Scientists at the University of California, Berkeley, have identified a new molecular pathway critical to aging, and confirmed that the process can be manipulated to help make old blood like new again.
The researchers found that blood stem cells’ ability to repair damage caused by inappropriate protein folding in the mitochondria, a cell’s energy station, is critical to their survival and regenerative capacity.
The discovery, to be published in the March 20 issue of the journal Science, has implications for research on reversing the signs of aging, a process thought to be caused by increased cellular stress and damage.
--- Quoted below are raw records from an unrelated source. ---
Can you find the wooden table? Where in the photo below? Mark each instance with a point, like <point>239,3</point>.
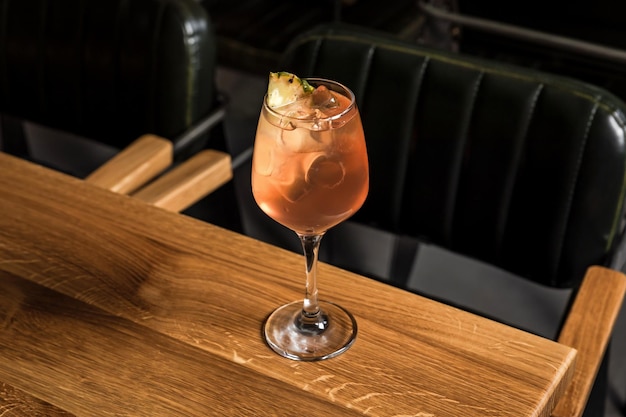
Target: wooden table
<point>112,307</point>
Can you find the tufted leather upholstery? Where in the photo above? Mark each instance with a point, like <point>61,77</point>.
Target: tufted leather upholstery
<point>110,70</point>
<point>521,169</point>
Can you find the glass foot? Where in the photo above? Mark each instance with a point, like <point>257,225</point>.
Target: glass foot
<point>293,337</point>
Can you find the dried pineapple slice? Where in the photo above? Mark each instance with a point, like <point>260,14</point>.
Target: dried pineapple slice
<point>285,88</point>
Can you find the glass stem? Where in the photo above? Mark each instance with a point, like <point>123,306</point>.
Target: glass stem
<point>312,320</point>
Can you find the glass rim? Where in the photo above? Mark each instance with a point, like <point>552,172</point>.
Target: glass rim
<point>348,109</point>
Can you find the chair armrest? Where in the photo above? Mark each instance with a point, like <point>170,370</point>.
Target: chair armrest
<point>588,329</point>
<point>189,182</point>
<point>135,165</point>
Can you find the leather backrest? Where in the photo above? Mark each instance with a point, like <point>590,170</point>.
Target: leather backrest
<point>517,168</point>
<point>107,69</point>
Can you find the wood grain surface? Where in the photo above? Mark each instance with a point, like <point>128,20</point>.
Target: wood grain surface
<point>109,306</point>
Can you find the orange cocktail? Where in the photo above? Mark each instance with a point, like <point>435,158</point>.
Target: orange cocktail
<point>310,169</point>
<point>309,173</point>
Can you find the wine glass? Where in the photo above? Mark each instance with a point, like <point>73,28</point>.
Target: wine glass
<point>309,173</point>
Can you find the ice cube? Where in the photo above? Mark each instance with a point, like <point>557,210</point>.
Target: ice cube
<point>323,99</point>
<point>324,172</point>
“Ultimately, a cell dies when it can’t deal well with stress,” said study senior author Danica Chen, an assistant professor in the Department of Nutritional Sciences and Toxicology. “We found that by slowing down the activity of mitochondria in the blood stem cells of mice, we were able to enhance their capacity to handle stress and rejuvenate old blood. This confirms the significance of this pathway in the aging process.”
Mitochondria host a multitude of proteins that need to be folded properly to function correctly. When the folding goes awry, the mitochondrial unfolded-protein response, or UPRmt, kicks in to boost the production of specific proteins to fix or remove the misfolded protein.
Chen’s lab stumbled upon the importance of UPRmt in blood stem cell aging while studying a class of proteins known as sirtuins, which are increasingly recognized as stress-resistance regulators.